There is not much sport played during normal working hours, so cricket owns the Office Hour Sports market. A market which, by the way, is only likely to expand in the post-covid WFH era. The T20 Blast clearly works best on Friday nights. The County Championship works well (especially these days with live-streaming) during week-days. It doesn’t make much sense to have so much Monday to Wednesday downtime in prime summer as is currently the case. I know all good T20 leagues love a window, but The Hundred has usurped that from the Blast, so why not spread the Blast across the whole wall. #MetaphorMania. What about a normative county week of Sunday to Wednesday Championship and Friday night Blast. That doesn’t, of course, mean all 26 weeks are like that. Even Friday nights aren’t that much fun in weather-poor April, so you could slice out bits of the season that are Championship only or T20 only or One-day only, while maintaining the normative week throughout most of the season. That way you could create an environment where red-ball play can always be within the muscle memory time frame for Test match players. I am sure that scheduling most of the cricket in the summer this way would benefit the full range of stake-holders all the way from Jos to Dom.

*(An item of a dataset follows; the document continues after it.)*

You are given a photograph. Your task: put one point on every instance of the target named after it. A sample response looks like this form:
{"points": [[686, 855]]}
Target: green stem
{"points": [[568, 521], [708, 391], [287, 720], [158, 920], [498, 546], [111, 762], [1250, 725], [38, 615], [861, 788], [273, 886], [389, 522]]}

And now for a look at what the Cricket Fact Randomizer has gurgled out today:
John Hampshire played Test cricket for England and umpired Test cricket for ICC. He played most of his first-class cricket for Yorkshire and some first-class cricket for Derbyshire. Along with the other three Hampshires to play first-class cricket, he never played for Hampshire. Nick Derbyshire played a few times for Essex and Lancashire between 1994 and 1996. None of the Kents, Somersets or Durhams who played first-class cricket did so for the county of their surname. All of which makes Oswald Lancashire special. He played 97 first-class matches for Lancashire between 1878 and 1888.